How PACE Affects the Future Financing of Energy-Saving Projects

[Editor’s Note: This is the second installment of a three-part series about Property Assessed Clean Energy financing. Part 1, “How the Fate of PACE Could Influence the Clean Energy Economy,” is available on GreenBiz.com.]

Property Assessed Clean Energy, and similar financing programs, have the potential to significantly impact a multitude of stakeholders — ranging from federal and local governments to lending institutions, bond markets, electric utilities, homeowners and individual contractors.

Although the growing momentum of PACE programs has been stifled by the FHFA, and the future of PACE is more uncertain than ever, the business implications of PACE are worth examining. Whether or not PACE survives the political mess it is currently in, understanding the implications of policy-enabled private financing programs on the ecosystem of stakeholders will inform future financing efforts.

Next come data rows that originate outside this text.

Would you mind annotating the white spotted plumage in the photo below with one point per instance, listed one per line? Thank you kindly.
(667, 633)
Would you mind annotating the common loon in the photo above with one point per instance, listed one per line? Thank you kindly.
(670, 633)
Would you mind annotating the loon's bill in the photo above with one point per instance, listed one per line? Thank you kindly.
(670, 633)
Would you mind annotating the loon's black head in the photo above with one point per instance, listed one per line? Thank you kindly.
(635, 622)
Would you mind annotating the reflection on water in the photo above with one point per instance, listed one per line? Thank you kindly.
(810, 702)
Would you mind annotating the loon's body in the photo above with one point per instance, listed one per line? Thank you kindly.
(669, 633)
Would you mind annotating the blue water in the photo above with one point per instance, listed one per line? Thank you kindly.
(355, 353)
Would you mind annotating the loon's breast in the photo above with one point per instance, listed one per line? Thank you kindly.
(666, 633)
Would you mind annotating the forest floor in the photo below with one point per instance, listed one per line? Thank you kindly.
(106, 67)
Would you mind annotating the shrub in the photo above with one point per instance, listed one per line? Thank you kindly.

This article examines the high-level implications of PACE on the following key stakeholders:

  • Federal Government
  • Municipal and City Governments
  • Electric Utilities
  • Mortgage Lenders
  • Banks and Financiers
  • Renewable Energy and Energy Efficiency Contractors
  • Commercial Business and Home Owners

Federal Government

The administration needs to get some wins on the board with regard to spurring the uptake of clean energy adoption on a wide scale — and they can’t all depend on pouring stimulus dollars into R&D and traditional state incentive programs (though that is helpful). With climate legislation stalled, PACE programs represent a type of nationally applicable win-win policy ideas that are low risk, but have the potential to spur significant private sector activity.  With the concerns being voiced by the mortgage industry, the federal government’s involvement in Fannie Mae and Freddie Mac mean that federal agencies should be incented to push for tightly regulated, well-structured, PACE programs that both achieve the clean energy goals, but also contain their scope so as to not negatively impact the mortgage giants in government conservatorship.